Written by Katy Scoggin

Recipient of a Sundance/Sloan Commissioning Grant

flood_short.jpg

Synopsis

Miriam, a public radio intern, works hard for everyone but herself. Things turn around when she gets a job producing a story about her dad Gordon, a fossil hunter in rural Kansas.

But there's a catch: Gordon is an alcoholic. Miriam hasn’t seen him in seven years. And the last time they spoke, he told her he'd converted to Christianity.
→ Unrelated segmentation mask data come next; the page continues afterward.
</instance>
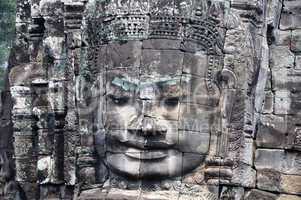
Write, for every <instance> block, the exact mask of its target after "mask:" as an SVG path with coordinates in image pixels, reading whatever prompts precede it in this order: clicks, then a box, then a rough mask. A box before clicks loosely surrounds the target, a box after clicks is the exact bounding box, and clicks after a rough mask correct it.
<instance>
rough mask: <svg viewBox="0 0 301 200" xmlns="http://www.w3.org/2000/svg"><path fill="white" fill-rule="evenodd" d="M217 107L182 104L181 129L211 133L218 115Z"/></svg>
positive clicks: (180, 117)
mask: <svg viewBox="0 0 301 200" xmlns="http://www.w3.org/2000/svg"><path fill="white" fill-rule="evenodd" d="M216 110H217V109H216V108H215V107H210V106H204V105H197V104H191V103H186V104H184V103H183V104H181V106H180V112H179V128H180V129H181V130H188V131H194V132H199V133H209V132H210V127H211V124H212V123H213V120H214V116H215V115H216V114H217V113H216Z"/></svg>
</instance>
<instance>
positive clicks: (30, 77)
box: [9, 63, 46, 86]
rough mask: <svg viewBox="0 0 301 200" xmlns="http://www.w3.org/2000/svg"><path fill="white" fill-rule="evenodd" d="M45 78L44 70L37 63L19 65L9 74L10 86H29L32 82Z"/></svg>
mask: <svg viewBox="0 0 301 200" xmlns="http://www.w3.org/2000/svg"><path fill="white" fill-rule="evenodd" d="M45 78H46V70H45V69H44V68H43V67H42V66H41V64H39V63H30V64H28V63H27V64H21V65H18V66H15V67H14V68H12V70H11V71H10V73H9V81H10V82H9V83H10V85H11V86H18V85H23V86H24V85H28V86H30V84H31V83H32V82H33V81H35V80H39V79H45Z"/></svg>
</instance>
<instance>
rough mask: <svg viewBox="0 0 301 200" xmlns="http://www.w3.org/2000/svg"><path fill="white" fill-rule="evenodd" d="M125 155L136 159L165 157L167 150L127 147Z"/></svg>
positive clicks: (145, 158)
mask: <svg viewBox="0 0 301 200" xmlns="http://www.w3.org/2000/svg"><path fill="white" fill-rule="evenodd" d="M125 155H126V156H128V157H130V158H133V159H138V160H156V159H163V158H166V157H167V156H168V151H167V150H141V149H135V148H128V149H127V150H126V152H125Z"/></svg>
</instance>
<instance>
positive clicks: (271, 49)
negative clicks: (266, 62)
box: [270, 46, 295, 79]
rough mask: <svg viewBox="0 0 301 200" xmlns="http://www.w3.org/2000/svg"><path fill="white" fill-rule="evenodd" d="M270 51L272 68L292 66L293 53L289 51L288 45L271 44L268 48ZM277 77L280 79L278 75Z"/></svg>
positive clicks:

Miriam's job prospect trumps her inhibition, and she goes out to investigate. What she finds is a changed man. Her dad is on top of the world: dry, happily engaged to a woman from his church, and in the middle of digging up an amazing fish fossil buried deep in the Kansas planes.

Miriam learns that when her father converted, he discarded his staunch support of evolution for the belief in creationism. Once on track to get a PhD in paleontology, he's now teaching home school groups that the earth is 6,000 years old and that the fossil record is a product of Noah's flood.

Miriam finds herself in a conundrum: on one hand, she's enthralled to have intimate access to a killer story. Gordon's evangelical friends are excited to interview with her and share their young-earth beliefs with the public radio-listening world.

But on the other hand, Miriam resents the fact that her dad has dropped his science for a belief system she considers radical and wrong-headed. It feels like her real dad has been whisked away and replaced with a freshly-scrubbed double.

And yet...Gordon is happier than Miriam has ever seen him. He seems to have found a peace that he never had when he was raising her as a single, drinking dad.

At the deepest level, Miriam thinks of painful questions that aren’t about God or science or public radio; they’re about her: How could God could save her dad when she couldn't? Why wasn't she enough of a reason for him to change?